Europa ist mit der Zukunft seiner arabischen Nachbarschaft untrennbar verbunden. Trotz der langen Zusammenarbeit europäischer Regierungen mit den autokratischen Regimes üben die Prinzipien von Demokratie und Menschenrechten auf breite Teile der Gesellschaften nach wie vor eine starke Anziehungskraft aus. Aber Europa muss seine Entschlossenheit zum Ausdruck bringen, den Raum des Mittelmeers und des Nahen Ostens in eine Vision von einer gemeinsamen Zukunft im 21. Jahrhundert einzubringen. Die Europäer müssen erkennen, dass die Stellung Europas im globalen System der Zukunft wesentlich auch von der Qualität partnerschaftlicher Beziehungen zu seiner Nachbarschaft im Süden und Osten bestimmt wird. Große Teile der arabischen Gesellschaften werden ihre wirtschaftlichen Probleme, die nicht zuletzt aus der Bevölkerungsentwicklung der letzten Jahrzehnte resultieren, nicht allein lösen können. Nicht Abschottung wird die Lösung sein können. Im Gegenteil – umfassende Verflechtungen auf den Gebieten des Humankapitals, der Landwirtschaft, Industrialisierung und Energiegewinnung werden die Grundlage für eine Entwicklung in Frieden, Stabilität und Wohlstand sein. Der Wandel, der in den arabischen Gesellschaften eingesetzt hat, mag kurzfristig Instabilität erzeugen; langfristig ist er die Voraussetzung für eine Gestaltung einer gemeinsamen Zukunft. Er ist auch die Voraussetzung dafür, dass der arabische Raum beginnt, sich im Inneren wirtschaftlich stärker zu vernetzen.

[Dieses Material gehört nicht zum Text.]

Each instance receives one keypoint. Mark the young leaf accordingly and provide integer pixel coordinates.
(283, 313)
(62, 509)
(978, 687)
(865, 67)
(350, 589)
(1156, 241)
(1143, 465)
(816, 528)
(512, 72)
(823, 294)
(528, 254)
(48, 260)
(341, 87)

Davon wird seit dem Ende des Zweiten Weltkrieges viel gesprochen; geschehen ist sehr wenig. Mit Blick aber auf die Stabilität der Gesamtregion ist die Verschränkung der zum Teil extrem unterschiedlichen Potentiale und Ressourcen essentiell.

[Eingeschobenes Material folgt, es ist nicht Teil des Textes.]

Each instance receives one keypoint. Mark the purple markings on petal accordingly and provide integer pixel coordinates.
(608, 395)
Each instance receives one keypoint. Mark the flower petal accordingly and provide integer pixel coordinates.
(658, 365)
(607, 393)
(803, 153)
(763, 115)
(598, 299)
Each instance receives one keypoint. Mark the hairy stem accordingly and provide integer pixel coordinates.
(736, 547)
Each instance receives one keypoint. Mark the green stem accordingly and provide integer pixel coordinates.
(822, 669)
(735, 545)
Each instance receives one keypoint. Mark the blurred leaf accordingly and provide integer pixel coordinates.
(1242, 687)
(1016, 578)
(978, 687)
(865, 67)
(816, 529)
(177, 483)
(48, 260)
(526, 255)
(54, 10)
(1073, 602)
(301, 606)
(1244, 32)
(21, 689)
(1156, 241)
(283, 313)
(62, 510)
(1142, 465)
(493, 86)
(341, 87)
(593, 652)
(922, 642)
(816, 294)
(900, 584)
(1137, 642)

Deutschland hat in dieser Vision einen festen Platz. Seit langem blicken die Araber freundschaftlich auf Deutschland. Der Aufbau eines demokratischen Deutschland nach dem Zweiten Weltkrieg und die starke Wirtschaft sind über Jahrzehnte mit Anerkennung und Bewunderung wahrgenommen worden. Die Wiedervereinigung des Landes hat unter den Arabern breite Zustimmung gefunden. Heute ist die ostdeutsche Revolution, die die Menschen furchtlos auf die Straße gehen ließ und zum Zusammenbruch eines repressiven Regimes führte, zu einem Orientierungspunkt für die Entwicklungen im arabischen Raum geworden. Es ist nicht unzutreffend, die arabische Revolte als eine Fortsetzung der Ereignisse im Europa der Jahre 1989/90 zu verstehen. Deutschland sollte seine Beziehungen zu der aufbrechenden arabischen Welt auch in diesem Lichte sehen.